Apple's Maps downturn has reminded us all about the power of web apps. Here are 5 quite handy and free web tools for small screens.

Apple’s own Maps app, replacing a Google-backed Maps in the latest iPhone and iPad operating systems, has so many notable problems that it became a popular meme. Many called on Google to release its own Maps app through Apple’s App Store, but in the meantime, Google has done what it does best: do it on the web. So now you can, for example, see Street View images in the mobile web version of Google Maps. It’s a great time to click that “Share” button in your iPhone or iPad and choose “Add to Home Screen.”
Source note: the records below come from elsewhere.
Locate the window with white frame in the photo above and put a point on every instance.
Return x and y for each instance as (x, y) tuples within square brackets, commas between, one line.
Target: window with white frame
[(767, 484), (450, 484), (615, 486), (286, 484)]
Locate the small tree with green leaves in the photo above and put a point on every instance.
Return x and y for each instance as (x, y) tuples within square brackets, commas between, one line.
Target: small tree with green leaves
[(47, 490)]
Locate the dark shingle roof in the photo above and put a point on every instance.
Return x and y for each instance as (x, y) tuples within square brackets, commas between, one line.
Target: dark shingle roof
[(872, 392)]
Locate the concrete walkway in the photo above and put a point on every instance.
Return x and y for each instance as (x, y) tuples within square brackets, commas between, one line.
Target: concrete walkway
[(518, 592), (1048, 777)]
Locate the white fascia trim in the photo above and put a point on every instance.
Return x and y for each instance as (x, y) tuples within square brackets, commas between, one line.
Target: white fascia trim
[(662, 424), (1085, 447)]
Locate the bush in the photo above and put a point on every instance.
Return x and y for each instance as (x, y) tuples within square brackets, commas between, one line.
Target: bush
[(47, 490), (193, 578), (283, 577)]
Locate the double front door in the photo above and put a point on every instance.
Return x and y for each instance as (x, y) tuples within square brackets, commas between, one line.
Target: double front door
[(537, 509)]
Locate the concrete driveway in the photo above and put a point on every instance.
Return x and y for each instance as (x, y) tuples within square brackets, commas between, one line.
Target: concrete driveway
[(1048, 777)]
Creating a Google Maps shortcut on iOS

While you’re doing that, you should check out a few more apps that exist in that old-time app store called the web. Some of them are quite, quite handy.

  • CopyPasteCharacter:

    Only word nerds and fans of emotive characters need apply. But when you’re looking for a proper em-dash (—), the peace sign (✌), or … tape reels (✇), then you’re in luck. CopyPasteCharacter has its own iPhone app, but the web version works great as it is: press, hold, and copy whatever character you need.

  • Notepad.cc: It’s a box into which you can type, on the web, available any time. It saves what you’re typing as you type it. If you want to bookmark that text, share it to someone else, or invite them to edit, you can give them the link to your particular text. But that’s all that Notepad.cc does, and it works on any device with a screen and keyboard.

  • Gmail: I wrote about the many things Gmail’s mobile webapp does well at TechRepublic, and I think they hold true, even now that Google has released its own Gmail app. The Gmail app can get weighed down over time with user data and syncing times, and the web version has a different look and feel that some might prefer.

  • DuckDuckGo:
    DuckDuckGo on mobile browser
    There are lots of people who don’t see any reason to use anything other than Google for search. That’s fine. But sometimes you want to search very specific things: Amazon for products, Wolfram Alpha for science and data answers, or the docs for your programming language of choice. From DuckDuckGo’s search bar, that means just two extra characters to customize your search: “!a flashlight” for that Amazon search, “!wa population of Cleveland OH” for Wolfram Alpha, and “!jquery arrays” for certain programmers.
  • Twitter and Facebook: Both Twitter and Facebook put a notable amount of effort into recreating their app experience on their mobile sites. They are good, if not perfect, interfaces. But you have an app for those services, right? On both iPhone and Android, in fact. But if you’ve ever sent a tweet from the wrong account, or waited for what seemed like an entire coffee break for Facebook’s app to catch up with itself, having the mobile bookmark handy is quite useful. I stay logged into Twitter from some of my side projects, so that Twitter’s app and its notifications don’t leave me tweeting about the wrong thing in the wrong channel.

Which mobile web apps do you find worth bookmarking in the age of the “store?”